Le fils de Londres était devenu ingénieur, s’était élevé dans le monde, s’était marié. Il invita son père et sa mère à venir à Londres et à faire la connaissance de leur belle-fille. Ils y allèrent donc.
Après avoir savouré le foyer de leur fils et de sa femme, ils commencèrent à visiter Londres, d’abord les bâtiments publics et les usines, puis les théâtres, les salles de concert et les expositions.
Un jour, on les emmena dans un musée d’art. Essayez seulement d’imaginer à quel point le vieux couple fut abasourdi quand, dans une vitrine d’une des salles d’exposition, ils se retrouvèrent nez à nez avec leur vieille lampe de Hanouccah!
Ils reconnurent les lions qui riaient, les petits arbres avec leurs oiseaux, l’un des pieds tordus et l’un des chandeliers à moitié cassé.

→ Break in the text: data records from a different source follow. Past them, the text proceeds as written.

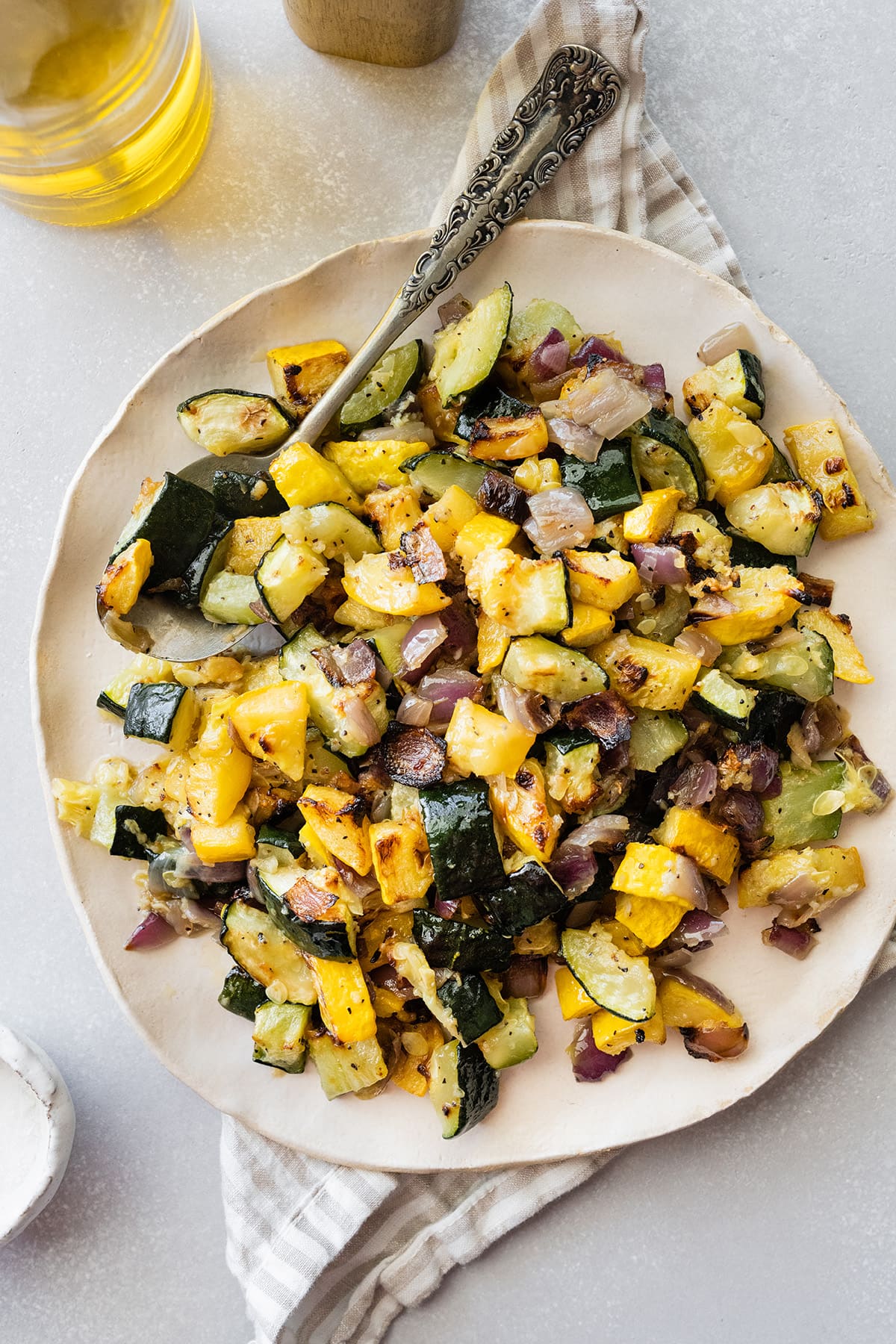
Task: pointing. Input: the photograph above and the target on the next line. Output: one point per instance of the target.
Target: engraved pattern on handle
(578, 87)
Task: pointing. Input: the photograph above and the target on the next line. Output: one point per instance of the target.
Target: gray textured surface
(773, 1221)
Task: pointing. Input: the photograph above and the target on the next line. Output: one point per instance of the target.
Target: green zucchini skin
(152, 709)
(206, 564)
(473, 1008)
(175, 524)
(460, 830)
(452, 945)
(242, 995)
(282, 839)
(528, 897)
(326, 939)
(464, 1088)
(242, 497)
(610, 484)
(788, 818)
(435, 472)
(398, 371)
(491, 402)
(136, 828)
(773, 717)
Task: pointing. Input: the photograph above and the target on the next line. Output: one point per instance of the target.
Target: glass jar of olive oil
(105, 107)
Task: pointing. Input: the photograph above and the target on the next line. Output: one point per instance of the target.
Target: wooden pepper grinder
(386, 33)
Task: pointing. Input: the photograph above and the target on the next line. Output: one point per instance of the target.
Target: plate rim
(872, 464)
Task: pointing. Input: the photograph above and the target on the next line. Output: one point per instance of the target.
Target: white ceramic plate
(662, 308)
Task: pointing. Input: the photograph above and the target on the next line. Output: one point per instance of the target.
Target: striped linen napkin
(332, 1254)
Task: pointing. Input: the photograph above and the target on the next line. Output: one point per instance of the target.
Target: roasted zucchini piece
(262, 952)
(809, 806)
(609, 976)
(781, 517)
(279, 1038)
(287, 574)
(301, 374)
(175, 517)
(465, 352)
(435, 473)
(541, 665)
(734, 450)
(346, 1068)
(526, 597)
(160, 712)
(396, 371)
(736, 381)
(664, 456)
(462, 1086)
(821, 460)
(242, 995)
(803, 667)
(230, 421)
(610, 484)
(247, 497)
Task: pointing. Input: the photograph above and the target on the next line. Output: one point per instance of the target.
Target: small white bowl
(38, 1130)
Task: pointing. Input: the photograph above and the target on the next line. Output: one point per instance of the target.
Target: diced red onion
(422, 643)
(603, 833)
(606, 717)
(588, 1063)
(528, 709)
(551, 356)
(414, 710)
(699, 644)
(445, 687)
(595, 349)
(715, 1043)
(356, 662)
(152, 932)
(659, 564)
(453, 309)
(526, 977)
(574, 868)
(361, 721)
(608, 403)
(797, 942)
(559, 520)
(741, 811)
(696, 785)
(408, 432)
(576, 440)
(655, 385)
(358, 885)
(461, 631)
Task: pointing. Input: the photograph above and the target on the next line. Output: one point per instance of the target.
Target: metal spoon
(576, 89)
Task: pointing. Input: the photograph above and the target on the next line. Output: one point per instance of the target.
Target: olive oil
(105, 107)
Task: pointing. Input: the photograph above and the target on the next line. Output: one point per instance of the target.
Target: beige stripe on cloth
(332, 1254)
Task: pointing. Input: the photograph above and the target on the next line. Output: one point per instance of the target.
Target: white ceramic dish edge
(872, 467)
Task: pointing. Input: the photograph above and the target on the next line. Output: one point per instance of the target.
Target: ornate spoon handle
(576, 89)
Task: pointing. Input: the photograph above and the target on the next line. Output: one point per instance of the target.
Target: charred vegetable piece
(460, 831)
(228, 421)
(454, 945)
(462, 1086)
(413, 756)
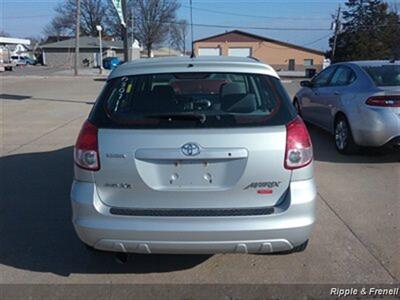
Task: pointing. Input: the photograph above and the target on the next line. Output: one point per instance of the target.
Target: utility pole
(78, 15)
(337, 28)
(125, 31)
(132, 25)
(191, 28)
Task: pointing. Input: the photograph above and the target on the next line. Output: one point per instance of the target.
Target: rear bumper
(376, 126)
(281, 231)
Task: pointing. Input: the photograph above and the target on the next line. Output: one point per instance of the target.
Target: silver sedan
(358, 102)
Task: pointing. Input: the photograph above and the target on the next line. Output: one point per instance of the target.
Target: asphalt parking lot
(356, 238)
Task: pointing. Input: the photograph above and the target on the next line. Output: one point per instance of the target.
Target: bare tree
(178, 35)
(153, 19)
(93, 12)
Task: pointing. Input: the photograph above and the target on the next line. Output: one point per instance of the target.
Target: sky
(303, 22)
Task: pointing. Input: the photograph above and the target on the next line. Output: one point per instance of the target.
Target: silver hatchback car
(194, 155)
(359, 102)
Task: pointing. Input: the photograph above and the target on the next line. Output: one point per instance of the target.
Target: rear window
(387, 75)
(192, 100)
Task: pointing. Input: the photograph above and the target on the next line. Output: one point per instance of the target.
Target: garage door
(244, 52)
(209, 51)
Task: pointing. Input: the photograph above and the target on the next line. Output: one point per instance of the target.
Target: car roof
(185, 64)
(374, 63)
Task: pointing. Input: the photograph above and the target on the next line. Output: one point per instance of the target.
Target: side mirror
(306, 83)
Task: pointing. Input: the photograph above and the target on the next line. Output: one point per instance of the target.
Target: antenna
(191, 29)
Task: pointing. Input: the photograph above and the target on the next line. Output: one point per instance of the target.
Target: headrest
(163, 90)
(231, 88)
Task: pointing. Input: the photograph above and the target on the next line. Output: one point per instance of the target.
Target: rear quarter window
(192, 100)
(385, 75)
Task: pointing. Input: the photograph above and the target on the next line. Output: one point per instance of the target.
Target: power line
(255, 28)
(317, 40)
(253, 16)
(25, 17)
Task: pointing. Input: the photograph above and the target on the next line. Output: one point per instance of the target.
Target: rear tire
(344, 141)
(296, 105)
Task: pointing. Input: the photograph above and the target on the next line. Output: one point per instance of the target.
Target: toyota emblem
(190, 149)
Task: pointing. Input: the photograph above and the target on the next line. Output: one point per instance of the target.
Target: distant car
(194, 155)
(23, 60)
(359, 102)
(110, 63)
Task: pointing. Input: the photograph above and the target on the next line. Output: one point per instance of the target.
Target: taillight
(299, 151)
(86, 152)
(384, 101)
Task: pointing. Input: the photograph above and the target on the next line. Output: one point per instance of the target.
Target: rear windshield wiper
(179, 116)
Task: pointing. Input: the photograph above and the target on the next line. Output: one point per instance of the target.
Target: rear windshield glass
(187, 100)
(388, 75)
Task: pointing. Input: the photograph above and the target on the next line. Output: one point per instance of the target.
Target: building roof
(243, 36)
(10, 40)
(84, 42)
(374, 63)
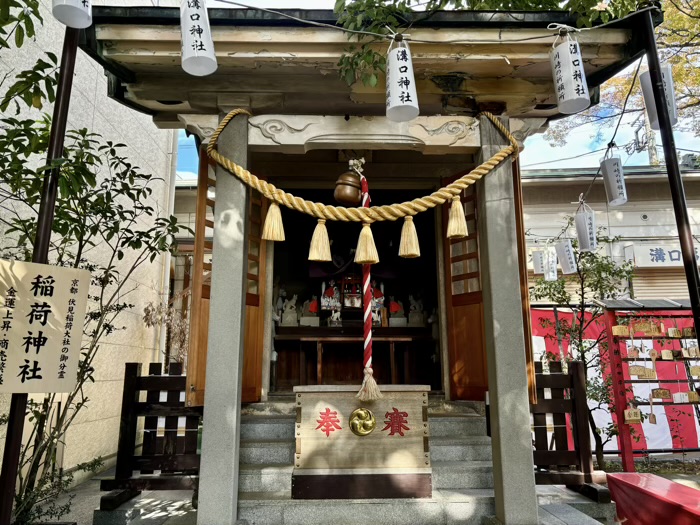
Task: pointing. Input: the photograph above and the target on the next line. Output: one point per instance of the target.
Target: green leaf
(19, 36)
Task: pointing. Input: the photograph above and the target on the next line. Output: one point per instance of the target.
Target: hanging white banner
(569, 77)
(401, 94)
(538, 262)
(550, 264)
(198, 55)
(566, 256)
(42, 313)
(585, 229)
(73, 13)
(614, 179)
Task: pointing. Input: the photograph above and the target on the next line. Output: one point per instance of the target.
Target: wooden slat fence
(557, 460)
(168, 459)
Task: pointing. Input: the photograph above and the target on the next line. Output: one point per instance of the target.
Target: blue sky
(538, 153)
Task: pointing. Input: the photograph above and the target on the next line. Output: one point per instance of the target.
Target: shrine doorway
(312, 348)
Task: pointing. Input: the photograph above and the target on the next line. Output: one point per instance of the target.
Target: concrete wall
(94, 432)
(647, 215)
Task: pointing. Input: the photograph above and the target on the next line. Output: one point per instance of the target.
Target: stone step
(265, 478)
(267, 427)
(468, 448)
(467, 508)
(271, 451)
(446, 425)
(462, 474)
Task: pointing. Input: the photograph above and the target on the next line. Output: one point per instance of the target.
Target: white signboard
(660, 254)
(42, 312)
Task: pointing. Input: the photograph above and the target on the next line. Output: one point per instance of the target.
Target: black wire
(611, 144)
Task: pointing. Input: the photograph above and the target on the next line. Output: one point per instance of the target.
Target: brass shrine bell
(348, 190)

– Il n’était donc pas du tout meshuggeh, conclut Mr Solomon (maintenant qu’il était Angleterre).
– Et ce n’était pas non plus le prophète Élie, ajouta Mrs (maintenant qu’elle était en Angleterre) Salomon.

Parler à haute voix, poser des questions en présence de leur belle-fille anglaise ne semblait pas tout à fait approprié.